Dallas Bar Association

Going Global: Strategic Considerations for International Expansion

by Ann Hurwitz

Even before the Great Recession, many U.S. companies facing a saturated domestic market sought to sustain their growth by expanding internationally. That trend has increased during the last two years with the decrease in U.S. consumer spending and limited access to capital for domestic expansion resulting from the Great Recession.

Growing markets in China, India, the Middle East and Southeast Asia, among others, have enticed U.S. companies—and particularly U.S. franchise companies—to “go global. “When undertaking international expansion, franchise companies may be tempted to focus primarily on the franchise-specific regulation that has been enacted in numerous jurisdictions outside the U.S. in the last several years.

Roughly 18 countries outside the U.S. now have some form of franchise-specific regulation. Where they exist, these laws may require franchisors to register the franchise, conduct market studies, prepare country-specific disclosure documents that differ from the U.S. form of disclosure, wait for significant “cooling off” periods before signing the franchise agreement or taking a fee, and/or include certain mandatory provisions in, or omit certain prohibited provisions from, the franchise agreement.

Compliance with these laws is an extremely important consideration, but not the only consideration, when expanding internationally. In addition to the franchise-specific laws, a number of other key issues must be addressed for a successful international launch.

A critical first step is ensuring that the company’s principal trademarks are available for use in the countries targeted for expansion. Trademark regimes differ. A country may be a “first to use” jurisdiction (like the U.S.), where trademark rights are established through use of a mark, or a “first to file” jurisdiction (like China), where use is not required in order to file for registration. Trademark “piracy” in first to file countries, where others may register a company’s mark and hold it hostage in exchange for payment, is not uncommon. To preserve expansion opportunities an international trademark strategy should be developed early, using available international protocols to reduce costs and administrative burdens.

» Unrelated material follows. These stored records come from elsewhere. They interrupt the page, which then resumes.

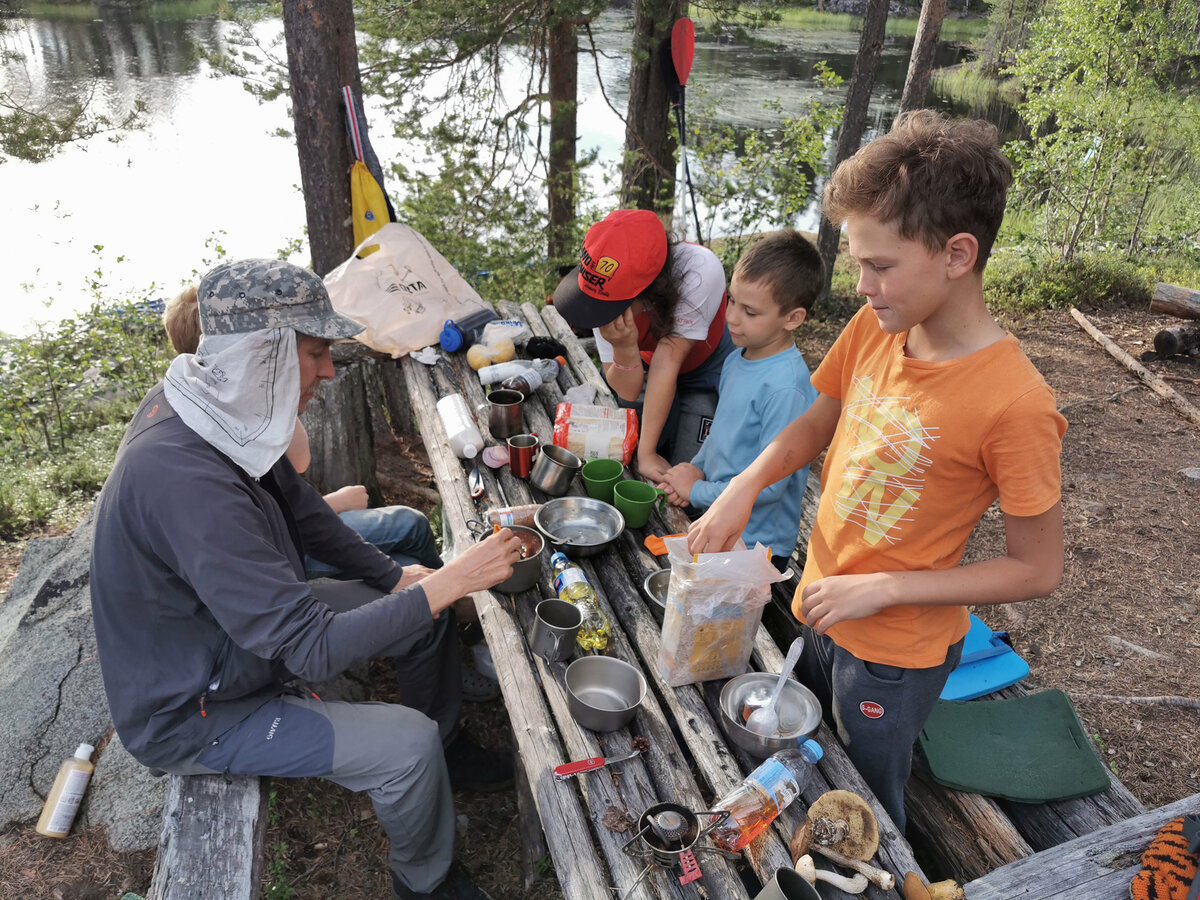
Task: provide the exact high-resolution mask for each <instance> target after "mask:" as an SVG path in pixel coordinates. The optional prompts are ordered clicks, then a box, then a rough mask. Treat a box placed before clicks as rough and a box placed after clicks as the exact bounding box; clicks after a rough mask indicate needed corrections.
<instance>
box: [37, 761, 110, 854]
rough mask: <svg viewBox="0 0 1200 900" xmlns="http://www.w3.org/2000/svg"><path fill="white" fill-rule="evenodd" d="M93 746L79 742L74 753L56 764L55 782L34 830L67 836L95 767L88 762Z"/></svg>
mask: <svg viewBox="0 0 1200 900" xmlns="http://www.w3.org/2000/svg"><path fill="white" fill-rule="evenodd" d="M95 749H96V748H94V746H92V745H91V744H79V749H78V750H76V755H74V756H72V757H71V758H70V760H66V761H65V762H64V763H62V766H60V767H59V774H58V775H56V776H55V779H54V786H53V787H52V788H50V793H49V794H48V796H47V798H46V805H44V806H42V816H41V818H38V820H37V833H38V834H44V835H46V836H47V838H66V836H67V833H68V832H70V830H71V823H72V822H74V817H76V812H78V811H79V804H80V803H82V802H83V793H84V791H86V790H88V782H89V781H91V773H94V772H95V770H96V767H95V766H92V764H91V754H92V751H94V750H95Z"/></svg>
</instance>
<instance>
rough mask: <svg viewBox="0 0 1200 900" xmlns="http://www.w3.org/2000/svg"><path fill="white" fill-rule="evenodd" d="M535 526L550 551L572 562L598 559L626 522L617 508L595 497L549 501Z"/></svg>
mask: <svg viewBox="0 0 1200 900" xmlns="http://www.w3.org/2000/svg"><path fill="white" fill-rule="evenodd" d="M533 522H534V524H535V526H538V529H539V530H540V532H541V533H542V534H545V535H546V539H547V540H548V541H550V546H551V547H553V548H554V550H556V551H557V550H560V551H563V552H564V553H566V556H569V557H571V558H572V559H578V558H581V557H590V556H595V554H596V553H599V552H600V551H601V550H604V548H605V547H606V546H608V544H611V542H612V541H614V540H616V539H617V536H618V535H619V534H620V533H622V532H623V530H625V518H624V516H622V515H620V512H619V511H618V510H617V508H616V506H613V505H612V504H611V503H605V502H604V500H596V499H593V498H592V497H559V498H558V499H554V500H547V502H546V503H544V504H541V509H539V510H538V511H536V512H535V514H534V516H533Z"/></svg>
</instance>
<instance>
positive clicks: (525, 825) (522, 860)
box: [514, 764, 550, 890]
mask: <svg viewBox="0 0 1200 900" xmlns="http://www.w3.org/2000/svg"><path fill="white" fill-rule="evenodd" d="M514 768H515V769H516V772H515V773H514V781H515V782H516V791H517V828H520V829H521V872H522V875H523V876H524V886H526V890H528V889H529V888H530V887H533V884H534V882H538V881H541V878H542V872H541V871H539V865H540V863H541V860H542V859H544V858H545V857H547V856H550V847H547V846H546V835H544V834H542V833H541V822H539V821H538V808H536V806H535V805H534V802H533V788H530V787H529V776H528V775H527V774H526V770H524V766H521V764H517V766H515V767H514Z"/></svg>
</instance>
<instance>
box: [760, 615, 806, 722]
mask: <svg viewBox="0 0 1200 900" xmlns="http://www.w3.org/2000/svg"><path fill="white" fill-rule="evenodd" d="M803 652H804V636H803V635H800V636H799V637H797V638H796V640H794V641H792V646H791V647H788V648H787V658H786V659H785V660H784V667H782V668H781V670H780V672H779V680H778V682H776V683H775V690H774V692H773V694H772V695H770V702H769V703H767V706H764V707H760V708H758V709H755V710H754V712H752V713H750V718H749V719H746V727H748V728H749V730H750V731H752V732H754V733H755V734H761V736H762V737H764V738H769V737H772V736H773V734H778V733H779V713H776V712H775V706H776V704H778V703H779V696H780V695H781V694H782V692H784V682H786V680H787V677H788V676H790V674H791V673H792V670H793V668H796V664H797V661H798V660H799V659H800V654H802V653H803Z"/></svg>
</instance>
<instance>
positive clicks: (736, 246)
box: [688, 64, 841, 268]
mask: <svg viewBox="0 0 1200 900" xmlns="http://www.w3.org/2000/svg"><path fill="white" fill-rule="evenodd" d="M817 80H818V83H820V85H821V88H822V89H827V90H830V89H835V88H838V86H839V85H840V84H841V78H839V77H838V76H836V74H834V73H833V72H830V71H829V70H828V68H827V67H826V66H824V65H823V64H818V66H817ZM697 92H698V91H697ZM696 107H698V110H697V112H696V113H694V114H692V115H691V116H690V122H689V125H690V130H689V131H690V133H689V139H688V140H689V154H690V158H692V160H694V163H692V182H694V185H695V187H696V193H697V196H698V197H700V198H702V199H703V203H704V208H706V209H707V210H708V221H707V222H703V223H702V227H704V228H706V230H707V232H708V235H709V238H712V230H713V227H714V224H715V221H716V216H718V215H720V216H721V218H722V220H724V224H725V227H726V228H727V229H728V230H730V233H731V234H733V235H742V236H740V238H738V236H733V238H728V239H726V240H725V241H722V242H721V251H720V254H721V260H722V262H724V263H725V264H726V268H730V266H732V265H733V263H734V262H737V258H738V257H739V256H740V254H742V251H743V250H745V247H746V245H748V244H749V241H750V239H751V238H752V236H754V235H755V234H756V233H758V232H762V230H764V229H769V228H779V227H782V226H787V224H791V223H792V222H794V221H796V217H797V216H798V215H799V214H800V212H802V211H803V210H804V208H805V206H806V205H808V204H809V203H810V202H811V199H812V191H814V184H815V179H816V176H817V175H818V174H820V173H821V172H823V169H824V167H823V158H824V150H826V134H827V133H829V132H830V131H832V130H833V128H834V127H835V126H836V124H838V122H839V121H840V120H841V109H840V108H838V107H835V106H833V104H828V103H822V102H820V101H810V103H809V108H808V110H806V112H805V114H804V115H799V116H792V118H784V115H782V112H781V107H780V103H779V101H778V100H769V101H767V102H766V103H764V107H766V108H767V109H769V110H772V112H773V113H774V114H776V115H778V116H779V119H780V125H779V127H778V128H775V130H772V131H761V132H760V131H746V132H740V131H738V130H736V128H733V127H732V126H728V125H720V124H718V122H716V118H715V110H714V109H713V108H712V106H706V104H703V103H697V104H695V106H694V108H696Z"/></svg>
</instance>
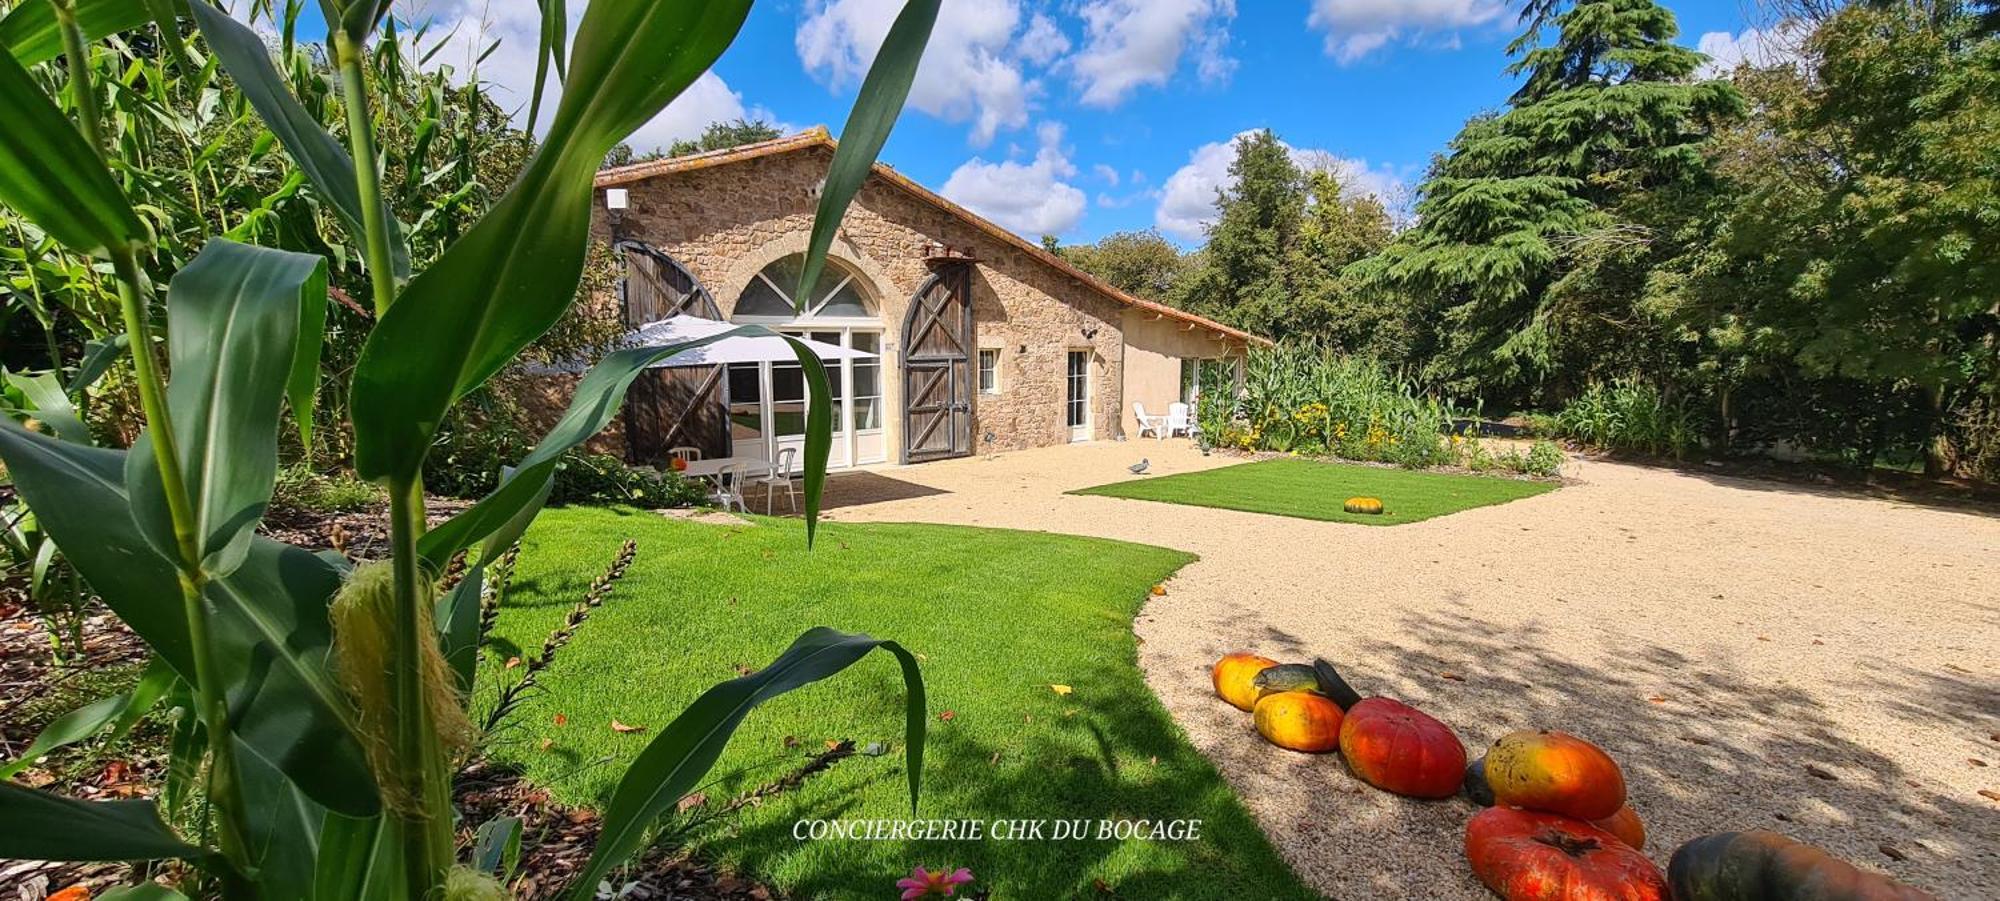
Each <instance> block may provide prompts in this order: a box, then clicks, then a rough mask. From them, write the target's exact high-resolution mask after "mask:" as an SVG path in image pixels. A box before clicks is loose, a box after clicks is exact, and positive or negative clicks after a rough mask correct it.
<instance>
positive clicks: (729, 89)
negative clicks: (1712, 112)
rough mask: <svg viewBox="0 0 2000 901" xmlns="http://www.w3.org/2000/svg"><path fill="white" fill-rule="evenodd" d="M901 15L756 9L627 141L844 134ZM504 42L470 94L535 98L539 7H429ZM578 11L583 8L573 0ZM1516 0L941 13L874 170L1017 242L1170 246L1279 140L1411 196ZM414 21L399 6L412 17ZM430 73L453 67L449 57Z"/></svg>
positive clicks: (1475, 112)
mask: <svg viewBox="0 0 2000 901" xmlns="http://www.w3.org/2000/svg"><path fill="white" fill-rule="evenodd" d="M900 4H902V2H900V0H762V2H758V4H756V8H754V10H752V14H750V20H748V24H746V26H744V32H742V36H740V38H738V42H736V46H732V48H730V50H728V54H726V56H724V58H722V60H720V62H718V64H716V68H714V72H710V74H708V76H704V78H702V82H698V84H696V86H694V88H692V90H690V92H688V94H684V96H682V98H680V100H676V102H674V106H670V108H668V110H666V112H664V114H662V116H660V118H658V120H654V122H652V124H648V126H646V128H642V130H640V134H636V136H634V146H638V148H646V146H656V144H662V142H668V140H672V138H678V136H688V134H692V132H698V130H700V128H702V124H706V122H708V120H716V118H734V116H762V118H768V120H774V122H778V124H782V126H786V128H804V126H812V124H826V126H830V128H834V132H836V134H838V130H840V124H842V122H844V120H846V112H848V104H852V100H854V90H856V86H858V84H860V78H862V74H864V72H866V66H868V62H870V60H872V56H874V50H876V46H880V40H882V34H884V32H886V28H888V20H890V18H892V16H894V12H896V10H898V8H900ZM416 6H418V8H422V10H426V12H428V14H434V16H438V18H440V20H446V22H450V20H462V24H460V34H462V38H460V40H464V42H466V44H468V46H470V38H466V36H468V34H472V32H484V34H486V36H488V38H500V40H502V52H496V54H494V56H492V58H488V62H486V64H484V66H482V72H480V74H482V78H486V80H490V82H494V84H496V86H498V88H500V92H502V96H518V98H520V100H524V98H526V86H528V84H530V80H532V52H534V44H532V34H534V30H532V28H534V16H536V12H534V10H536V4H534V2H532V0H428V2H426V4H416ZM572 6H576V8H580V6H582V4H578V2H574V0H572ZM1668 6H1670V8H1672V10H1674V12H1676V16H1678V18H1680V28H1682V42H1686V44H1688V46H1704V48H1706V50H1712V52H1716V56H1720V58H1724V60H1734V58H1740V56H1742V54H1752V52H1754V50H1750V48H1748V44H1750V38H1754V32H1752V34H1746V30H1748V28H1750V26H1752V22H1748V20H1746V0H1678V2H1668ZM1516 12H1518V0H946V2H944V12H942V16H940V22H938V30H936V36H934V40H932V46H930V50H928V52H926V58H924V66H922V70H920V74H918V84H916V88H914V92H912V102H910V108H906V110H904V116H902V120H900V122H898V126H896V134H894V136H892V138H890V142H888V148H884V152H882V160H884V162H890V164H894V166H896V168H898V170H902V172H906V174H910V176H914V178H916V180H920V182H924V184H926V186H930V188H934V190H940V192H944V194H946V196H950V198H954V200H958V202H962V204H966V206H970V208H974V210H978V212H982V214H986V216H990V218H994V220H998V222H1000V224H1004V226H1008V228H1014V230H1016V232H1022V234H1026V236H1036V234H1042V232H1054V234H1060V236H1062V240H1064V242H1088V240H1096V238H1100V236H1104V234H1108V232H1116V230H1130V228H1162V230H1164V232H1166V234H1168V236H1172V238H1176V240H1180V242H1182V244H1188V246H1192V244H1198V242H1200V224H1202V220H1204V216H1208V214H1210V210H1212V196H1214V190H1216V186H1218V184H1220V182H1222V178H1226V174H1224V168H1226V162H1228V142H1230V138H1232V136H1234V134H1238V132H1244V130H1250V128H1272V130H1274V132H1276V134H1278V136H1280V138H1282V140H1284V142H1286V144H1290V146H1292V148H1294V152H1298V156H1300V160H1302V162H1308V164H1328V166H1340V168H1342V170H1344V172H1348V176H1350V184H1352V186H1354V188H1356V190H1372V192H1380V194H1384V196H1386V198H1388V200H1392V202H1406V200H1408V188H1410V186H1412V184H1414V182H1416V180H1418V178H1420V176H1422V168H1424V164H1426V160H1428V158H1430V154H1434V152H1438V150H1440V148H1442V146H1444V144H1446V142H1448V140H1450V138H1452V136H1454V134H1456V132H1458V128H1460V124H1462V122H1464V120H1466V116H1472V114H1476V112H1480V110H1488V108H1496V106H1500V104H1502V102H1504V100H1506V96H1508V94H1510V92H1512V80H1510V78H1508V76H1506V74H1504V68H1506V64H1508V62H1510V60H1508V56H1506V44H1508V40H1512V36H1514V34H1516V30H1518V26H1516ZM406 14H408V10H406ZM442 58H450V54H444V56H442Z"/></svg>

Understanding how the company’s brand “translates” locally is also critically important. In order to succeed outside the U.S., it may be necessary to adapt the company’s trademark and other characteristics of its brand to the local language and local tastes. A company’s initial due diligence is an important step in that process, but a full understanding of how best to adapt the brand to local tastes may come only after identifying the right local partner to act as the in-country master franchisee or developer.

The ideal master franchisee/developer will have an in-depth understanding of the local market, as well as the capital, infrastructure and expertise to develop the U.S. company’s brand in the target country. Each side should carefully conduct all appropriate business and legal due diligence to ensure the maximum opportunity for success.

Once a local partner has been selected, the parties’ negotiations must cover a variety of issues. On the business side, the parties must consider, among other things, the level of support to be provided by the U.S. franchisor, the development schedule to be undertaken by the master franchisee/developer, the establishment and operation of the supply chain, and of course, what fees are appropriate given the parties’ respective contributions. Among the most difficult issues are those relating to the unwinding of the relationship following expiration of the agreements or an event of default resulting in termination.

Critical legal points to be addressed include currency exchange issues, possible governmental restrictions on payments, and applicable withholding taxes (including possible structures to reduce the level of withholding). Dispute resolution mechanisms may need to be modified; often, companies that rely on the U.S. courts to resolve domestic disputes look to recognized arbitral procedures for international disputes. Applicable competition laws may require reassessment and modification of territorial provisions.

Knowledgeable local counsel can provide invaluable assistance on these and other country-specific issues, including whether local agency laws will require compensation to a terminated franchisee, the enforceability of post-term covenants, industry-specific regulations and, of course, compliance with franchise-specific laws.

International expansion of a U.S. franchisor’s brand can contribute significantly to the brand’s growth. But that contribution does not come without careful initial planning.